AssetCo Sells Fire Engine Maintenance Company For £2

Rachel Holdsworth
By Rachel Holdsworth Last edited 77 months ago
AssetCo Sells Fire Engine Maintenance Company For £2

We've known for some time that AssetCo, the company responsible for the leasing and maintenance of London's fire engines, was in financial trouble. Yesterday, it sold the part of its company running contracts with London and Lincolnshire fire authorities to a private equity firm called AB&A Investments for £2.

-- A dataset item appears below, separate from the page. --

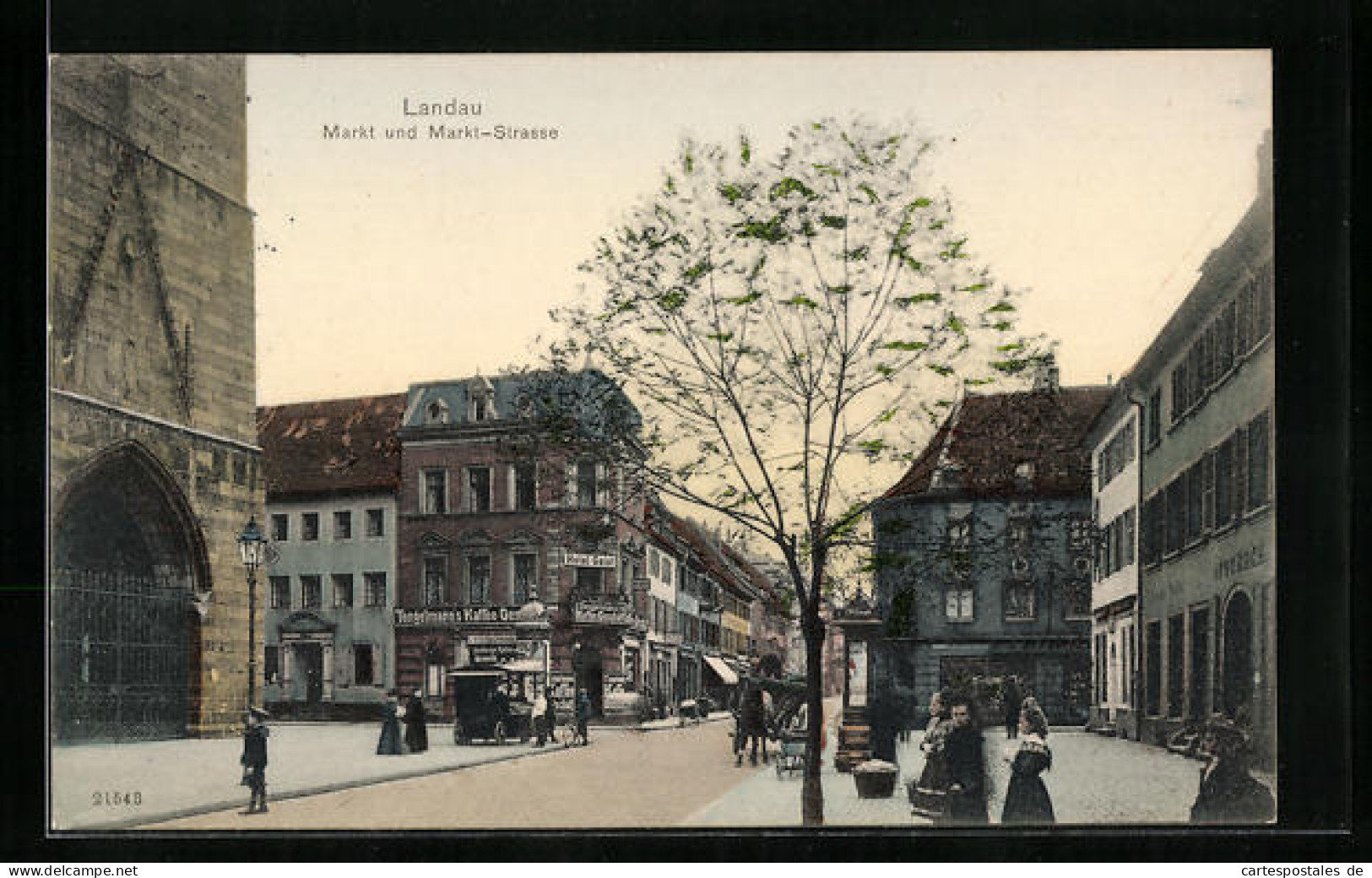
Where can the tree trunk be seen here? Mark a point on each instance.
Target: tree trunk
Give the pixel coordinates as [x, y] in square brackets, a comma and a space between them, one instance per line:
[812, 792]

On the face of it, that's pretty shocking. But it's interesting to note that this isn't the first time the contract's been sold – it is, in fact, the third (PDF). Nor has ownership of the fire engines changed – they're actually owned by Lloyds Bank, and AssetCo (now AB&A) held what we can think of as a mortgage on them. Staff and management remain in place; what's important is the performance, and we understand that there had been a small drop in availability of vehicles over the last 6-12 months (from very high targets). A change of ownership – removing AssetCo's troubles from the equation – could help that.

The Fire Brigade Union says the sale risks public safety, but London Fire Brigade Commissioner Ron Dobson has said

The sale of AssetCo’s UK interests has no effect whatsoever on the London Fire Brigade or its fire engines, which continue to be maintained and available as usual. I have met with the new owners of AssetCo London, AB&A Investments Limited, and received every assurance that it is committed to maintaining and improving the service the London Fire Brigade receives.

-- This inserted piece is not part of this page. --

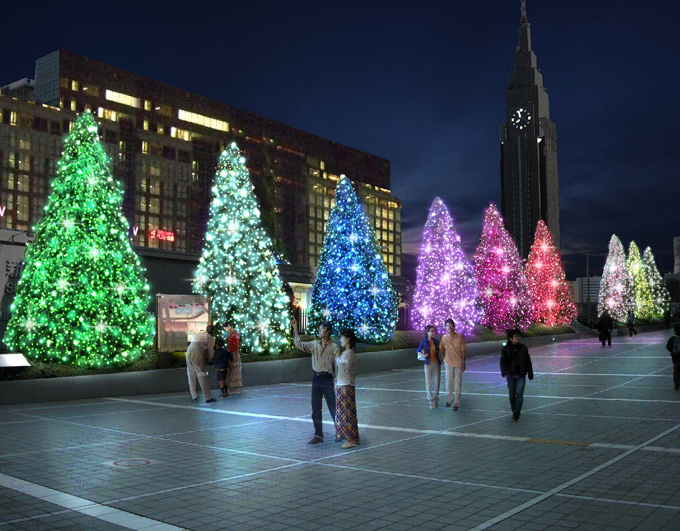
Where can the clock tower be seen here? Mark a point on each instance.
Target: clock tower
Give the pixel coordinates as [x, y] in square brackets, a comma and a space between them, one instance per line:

Perhaps the biggest question is: who is AB&A? Nobody at City Hall seems to know much about the company, and Google knows even less. It's taken on a business carrying significant liabilities (hence the £2 price tag; AssetCo basically begging someone to take it off its hands). Presumably AB&A thinks it can make a profit where AssetCo failed. This game of contract pass the parcel is a part of PFI that we shouldn't forget; just because something's sold off to one company, doesn't necessarily mean it stays with them.